Computer science professor Kevin Bowyer received the 2014 Institute of Electrical Engineering and Electronics (IEEE) Computer Society’s Technical Achievement Award for his research in the field of biometrics.

Bowyer said he and his group of student researchers work in facial recognition technology, focusing on “using infrared imaging and 3-D imaging as well as using regular pictures like you would take with a normal camera you’d get from Best Buy, or with your phone.”

Bowyer said he is researching iris-recognition technology over retina-recognition technology for the former’s practicality and reliability.

“The iris is the muscle that controls the size of the pupil, how much light gets in,” he said. “With the retina you have to get up really close [and] shine a light through the small hole in the eye to get a picture of the back into the eyeball. … Another thing we have been involved in … is this idea that if you start using the iris-imaging to recognize somebody — so you sign up and you enroll in a system to get into your bank account with [your] iris — that the quality of the match [does] not degrade over time.”

Bowyer said he and his team perform their research by using digital mapping as opposed to photographic recognition.

“One of the things that comes up often is the idea of using the 3-D shape of the face as a way of recognizing a person,” he said. “Think of an Arnold Schwarzenegger science fiction movie or something where they sweep a light beam over the face to get the shape of a face. It’s a high-tech and a bit of a ‘science fiction-y’ idea.

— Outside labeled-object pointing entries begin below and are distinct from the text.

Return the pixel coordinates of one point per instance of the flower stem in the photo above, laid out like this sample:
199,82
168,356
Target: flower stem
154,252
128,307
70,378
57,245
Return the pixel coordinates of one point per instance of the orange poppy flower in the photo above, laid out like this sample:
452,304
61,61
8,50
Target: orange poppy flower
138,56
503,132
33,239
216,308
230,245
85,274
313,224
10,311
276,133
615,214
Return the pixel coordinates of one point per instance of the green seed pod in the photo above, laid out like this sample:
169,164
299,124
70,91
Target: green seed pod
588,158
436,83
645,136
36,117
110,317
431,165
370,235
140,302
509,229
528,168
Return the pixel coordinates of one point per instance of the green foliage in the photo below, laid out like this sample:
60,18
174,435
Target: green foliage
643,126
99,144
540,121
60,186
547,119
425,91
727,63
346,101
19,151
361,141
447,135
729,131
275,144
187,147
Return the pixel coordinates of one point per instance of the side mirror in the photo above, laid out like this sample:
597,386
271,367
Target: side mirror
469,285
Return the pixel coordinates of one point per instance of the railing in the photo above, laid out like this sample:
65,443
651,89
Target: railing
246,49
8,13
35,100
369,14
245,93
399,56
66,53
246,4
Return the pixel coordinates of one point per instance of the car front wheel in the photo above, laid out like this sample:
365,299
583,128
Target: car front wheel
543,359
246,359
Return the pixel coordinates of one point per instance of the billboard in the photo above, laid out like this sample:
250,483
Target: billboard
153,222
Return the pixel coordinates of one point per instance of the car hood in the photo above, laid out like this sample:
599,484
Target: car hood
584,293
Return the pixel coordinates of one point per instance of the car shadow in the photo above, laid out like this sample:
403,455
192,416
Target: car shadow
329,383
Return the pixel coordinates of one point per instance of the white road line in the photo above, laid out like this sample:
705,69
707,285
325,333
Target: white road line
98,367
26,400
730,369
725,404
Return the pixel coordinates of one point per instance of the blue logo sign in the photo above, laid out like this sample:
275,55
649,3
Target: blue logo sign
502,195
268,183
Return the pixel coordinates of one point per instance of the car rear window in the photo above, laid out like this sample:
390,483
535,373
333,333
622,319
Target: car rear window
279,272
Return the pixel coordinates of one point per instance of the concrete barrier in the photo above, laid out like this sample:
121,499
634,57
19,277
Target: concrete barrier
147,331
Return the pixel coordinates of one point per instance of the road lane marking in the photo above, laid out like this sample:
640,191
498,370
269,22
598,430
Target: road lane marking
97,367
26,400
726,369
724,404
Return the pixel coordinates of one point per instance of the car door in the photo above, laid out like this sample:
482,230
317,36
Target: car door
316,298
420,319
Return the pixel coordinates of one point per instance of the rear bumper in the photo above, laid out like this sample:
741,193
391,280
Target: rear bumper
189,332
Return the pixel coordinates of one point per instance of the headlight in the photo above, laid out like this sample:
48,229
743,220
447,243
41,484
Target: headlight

“But the thought is that the 3D shape is not so much affected by lighting. If you’re standing under a light or if you have light coming at you from the side … then it would look different than it would normally. If you used a 3-D shape center, lighting wouldn’t impact it, and if you look at the face from the side, you can still get information about the face.”

Bowyer said his research has been influenced by the Boston Marathon bombing that took place April 15, 2013.

“There were all these spectators that were taking all these pictures,” he said. “There were all these businesses taking video. There was no shortage of images and no shortage of videos and images that had the people in it. But face recognition technology did not really help solve the crime … and the government recognized that.”

In the future, the United States may fall behind  in facial recognition technology, Bowyer said.

“The country that’s probably leading the world in applied biometric recognition technology is the country of India,” he said. “They have an ambitious program where they are going to get all of their 1.3 billion citizens a biometrically-enabled government I.D. … The rest of the world would de facto use the technology … and the U.S. will have to play catch-up with the rest of the world.”